Tuesday, April 3, 2012

Smash - Don't Try To Cure My McPheever (Even With Lots of Pills)

By popular demand, here it is. But let's establish some ground rules first.

1. We do NOT say anything bad about Katharine McPhee.
2. We love Anjelica Huston, but we wish she would stop wasting so much alcohol.
3. Theatre people who side with Ivy simply because the woman playing her is a Broadway actress should think about their choices before they open their mouths.
4. We do NOT say anything bad about Katharine McPhee.


There. Are we good?

All right, let's get down to business.

JULIA & FRANK: Stop taunting us with Brian d'Arcy James singing snippets of songs in a not-so-serious manner. Can we just hear him do a real song alre-

Wait. That's it? That's how this is going down? He figured it out from a song? And her response is "It's over"?!?

(I'm putting the green screen extravaganza on hold for a minute. Don't worry. I'll come back.)

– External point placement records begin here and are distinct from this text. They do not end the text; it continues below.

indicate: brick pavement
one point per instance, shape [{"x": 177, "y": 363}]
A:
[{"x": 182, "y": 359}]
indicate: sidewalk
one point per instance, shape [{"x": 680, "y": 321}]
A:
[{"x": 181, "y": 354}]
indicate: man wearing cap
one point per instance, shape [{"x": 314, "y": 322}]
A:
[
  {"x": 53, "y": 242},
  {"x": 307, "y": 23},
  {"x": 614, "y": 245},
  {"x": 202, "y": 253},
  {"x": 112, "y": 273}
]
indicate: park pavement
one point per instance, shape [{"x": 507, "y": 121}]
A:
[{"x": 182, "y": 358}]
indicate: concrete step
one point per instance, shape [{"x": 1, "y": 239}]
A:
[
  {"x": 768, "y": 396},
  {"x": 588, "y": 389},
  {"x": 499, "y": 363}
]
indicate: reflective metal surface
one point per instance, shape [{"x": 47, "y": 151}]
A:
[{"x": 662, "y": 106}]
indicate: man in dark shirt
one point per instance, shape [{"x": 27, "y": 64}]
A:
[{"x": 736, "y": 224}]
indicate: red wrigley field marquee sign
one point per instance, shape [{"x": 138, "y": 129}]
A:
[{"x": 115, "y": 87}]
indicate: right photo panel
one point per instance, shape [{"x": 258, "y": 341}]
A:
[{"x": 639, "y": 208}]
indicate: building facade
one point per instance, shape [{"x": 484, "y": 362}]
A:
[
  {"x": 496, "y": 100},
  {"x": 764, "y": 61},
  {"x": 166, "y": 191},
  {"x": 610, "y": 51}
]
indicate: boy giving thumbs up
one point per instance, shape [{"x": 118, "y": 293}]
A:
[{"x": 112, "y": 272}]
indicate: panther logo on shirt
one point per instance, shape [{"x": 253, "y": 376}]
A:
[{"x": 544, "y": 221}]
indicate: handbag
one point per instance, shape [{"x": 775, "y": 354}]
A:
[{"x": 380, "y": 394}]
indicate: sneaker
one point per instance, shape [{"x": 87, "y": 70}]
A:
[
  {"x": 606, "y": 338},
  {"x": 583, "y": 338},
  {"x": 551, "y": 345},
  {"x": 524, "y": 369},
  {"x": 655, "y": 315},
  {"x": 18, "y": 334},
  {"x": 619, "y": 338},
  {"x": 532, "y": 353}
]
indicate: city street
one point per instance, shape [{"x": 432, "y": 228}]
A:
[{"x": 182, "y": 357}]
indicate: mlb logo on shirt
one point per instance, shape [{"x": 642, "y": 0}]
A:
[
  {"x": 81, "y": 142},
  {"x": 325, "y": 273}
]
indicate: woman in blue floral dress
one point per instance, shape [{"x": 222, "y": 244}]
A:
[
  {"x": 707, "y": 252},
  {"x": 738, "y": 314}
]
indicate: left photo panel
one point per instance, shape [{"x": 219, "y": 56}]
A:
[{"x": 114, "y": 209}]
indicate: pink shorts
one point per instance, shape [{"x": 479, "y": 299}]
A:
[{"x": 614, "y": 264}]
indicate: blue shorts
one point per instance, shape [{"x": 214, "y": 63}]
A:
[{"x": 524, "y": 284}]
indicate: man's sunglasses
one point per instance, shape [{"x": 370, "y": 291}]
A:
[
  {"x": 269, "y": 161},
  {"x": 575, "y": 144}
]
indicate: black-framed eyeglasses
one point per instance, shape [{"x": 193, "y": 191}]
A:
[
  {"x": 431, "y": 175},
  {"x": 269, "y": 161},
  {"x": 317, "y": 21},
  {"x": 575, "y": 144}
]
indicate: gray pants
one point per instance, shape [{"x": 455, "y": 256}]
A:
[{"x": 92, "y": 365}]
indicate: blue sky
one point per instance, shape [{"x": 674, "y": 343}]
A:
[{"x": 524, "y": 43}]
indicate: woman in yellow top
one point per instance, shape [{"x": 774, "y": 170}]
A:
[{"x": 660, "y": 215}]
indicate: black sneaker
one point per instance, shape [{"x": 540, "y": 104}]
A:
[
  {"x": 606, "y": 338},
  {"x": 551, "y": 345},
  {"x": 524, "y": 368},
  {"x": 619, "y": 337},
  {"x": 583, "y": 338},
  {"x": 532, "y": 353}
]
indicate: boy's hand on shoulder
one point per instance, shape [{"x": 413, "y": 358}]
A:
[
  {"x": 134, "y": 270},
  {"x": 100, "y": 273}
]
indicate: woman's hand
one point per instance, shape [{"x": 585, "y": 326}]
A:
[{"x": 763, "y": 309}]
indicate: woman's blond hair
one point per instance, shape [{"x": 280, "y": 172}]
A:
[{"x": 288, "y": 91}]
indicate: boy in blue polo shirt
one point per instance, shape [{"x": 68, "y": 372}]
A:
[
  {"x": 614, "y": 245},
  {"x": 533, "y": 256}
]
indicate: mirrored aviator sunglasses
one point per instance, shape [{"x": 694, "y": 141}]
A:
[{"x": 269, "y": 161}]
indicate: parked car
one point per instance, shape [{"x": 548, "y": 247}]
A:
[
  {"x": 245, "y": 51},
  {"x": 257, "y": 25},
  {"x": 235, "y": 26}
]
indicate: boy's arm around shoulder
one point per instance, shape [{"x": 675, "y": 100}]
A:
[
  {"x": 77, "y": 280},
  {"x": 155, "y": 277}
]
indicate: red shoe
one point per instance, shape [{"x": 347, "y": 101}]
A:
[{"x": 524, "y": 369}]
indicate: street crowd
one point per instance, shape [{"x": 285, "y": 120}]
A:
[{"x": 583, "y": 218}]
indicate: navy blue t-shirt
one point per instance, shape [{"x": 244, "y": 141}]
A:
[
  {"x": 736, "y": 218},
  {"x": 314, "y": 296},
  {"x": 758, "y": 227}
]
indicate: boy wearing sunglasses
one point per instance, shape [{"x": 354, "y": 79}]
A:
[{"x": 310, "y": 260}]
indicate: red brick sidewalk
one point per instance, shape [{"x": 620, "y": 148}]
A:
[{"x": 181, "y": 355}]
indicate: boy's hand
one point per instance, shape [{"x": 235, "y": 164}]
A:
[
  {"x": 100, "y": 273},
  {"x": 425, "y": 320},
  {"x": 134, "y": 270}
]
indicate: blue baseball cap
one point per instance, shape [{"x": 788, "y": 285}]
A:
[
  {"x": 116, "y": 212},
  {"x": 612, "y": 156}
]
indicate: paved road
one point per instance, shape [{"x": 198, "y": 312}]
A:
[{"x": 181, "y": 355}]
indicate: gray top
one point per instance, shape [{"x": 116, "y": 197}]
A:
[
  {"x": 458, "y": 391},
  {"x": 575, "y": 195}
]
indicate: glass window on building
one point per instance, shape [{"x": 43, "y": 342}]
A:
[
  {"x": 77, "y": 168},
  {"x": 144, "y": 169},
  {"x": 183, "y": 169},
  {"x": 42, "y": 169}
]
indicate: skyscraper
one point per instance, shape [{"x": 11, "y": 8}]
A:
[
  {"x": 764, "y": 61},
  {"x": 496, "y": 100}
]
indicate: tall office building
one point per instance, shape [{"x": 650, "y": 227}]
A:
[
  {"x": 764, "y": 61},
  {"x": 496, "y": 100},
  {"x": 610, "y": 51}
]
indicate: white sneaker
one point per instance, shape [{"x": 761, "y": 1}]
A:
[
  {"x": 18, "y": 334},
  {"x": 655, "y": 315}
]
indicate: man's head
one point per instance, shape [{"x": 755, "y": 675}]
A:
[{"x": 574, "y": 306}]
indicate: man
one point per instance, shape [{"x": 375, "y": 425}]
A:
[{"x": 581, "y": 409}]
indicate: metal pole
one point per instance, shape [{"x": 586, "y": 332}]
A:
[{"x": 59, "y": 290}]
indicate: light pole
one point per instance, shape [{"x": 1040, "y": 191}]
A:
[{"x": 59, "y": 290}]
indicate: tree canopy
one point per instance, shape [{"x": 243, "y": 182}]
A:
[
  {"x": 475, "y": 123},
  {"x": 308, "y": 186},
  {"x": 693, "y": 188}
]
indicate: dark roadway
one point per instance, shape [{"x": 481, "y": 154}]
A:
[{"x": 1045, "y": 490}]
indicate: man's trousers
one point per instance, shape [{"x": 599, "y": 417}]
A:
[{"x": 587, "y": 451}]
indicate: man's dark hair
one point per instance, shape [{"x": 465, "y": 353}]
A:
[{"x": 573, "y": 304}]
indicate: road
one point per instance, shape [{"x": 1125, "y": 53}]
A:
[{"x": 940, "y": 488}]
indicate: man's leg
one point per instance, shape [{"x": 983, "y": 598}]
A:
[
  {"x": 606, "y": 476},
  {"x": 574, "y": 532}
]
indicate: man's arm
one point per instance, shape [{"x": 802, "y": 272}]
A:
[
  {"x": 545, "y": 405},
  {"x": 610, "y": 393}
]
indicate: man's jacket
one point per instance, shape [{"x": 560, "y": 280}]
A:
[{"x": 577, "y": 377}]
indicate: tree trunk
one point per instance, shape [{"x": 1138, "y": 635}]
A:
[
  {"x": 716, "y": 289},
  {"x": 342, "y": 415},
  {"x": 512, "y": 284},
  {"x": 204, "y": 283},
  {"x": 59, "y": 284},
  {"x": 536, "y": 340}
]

And this is how it goes down with Michael? A showdown on the street? A SHOWDOWN ON THE STREET?

Followed by a sad meeting in the rain. Oh man, Julia. You're supposed to be a better writer than this. Couldn't you have scripted something less obvious?

ELLIS: I can't handle much more of this kid. What exactly is he trying to do? And why do the producer keep trying to make us care? All we do is hate him. And talk about how no one believes that he's not gay. You can't dress like Darren Criss and also imply that you're sleeping with a woman.

IVY & HER PILLS: Contrived. As is the constant use of "Let Me Be Your Star" as underscoring for her downward spiral. But fine. If you must, then you must. I feel sorry for Megan Hilty for being saddled with this storyline.

THE GUY PLAYING GOD WHO WOULD NOT HAVE SAID "GET OFF THE FREAKING STAGE" IN THE MIDDLE OF HIS SONG, KNOWING THAT HIS MIC WAS LIVE: Well.

ELLIS 2.0: Haha! Never mind.

KAREN & THE GREEN SCREEN: So we don't get to see the shoot? Or the commercial? You're giving me NOTHING?! Jerks.

CHEERS (I'LL DRINK TO THAT): Yes, last week's bowling alley debacle really can't be forgiven that easily. But this was somehow organic and believable and awesome, all at the same time. Because theatre people would totally do this. Which makes me go back to the bowling alley disaster. Theatre people would totally do that too. Maybe without the dancing up and down the lane (because they'd get thrown out before the bridge), but still pretty realistic. Ugh.

ANGELICA HUSTON PUTTING ELLIS IN HIS PLACE: See? You CAN do it without throwing a drink in someone's face. Well done, Angelica.

SHOULD BE ELIMINATED: Julia's Son. Yelling isn't the same as acting. (I know this isn't Idol. I don't care. I'm voting him out.)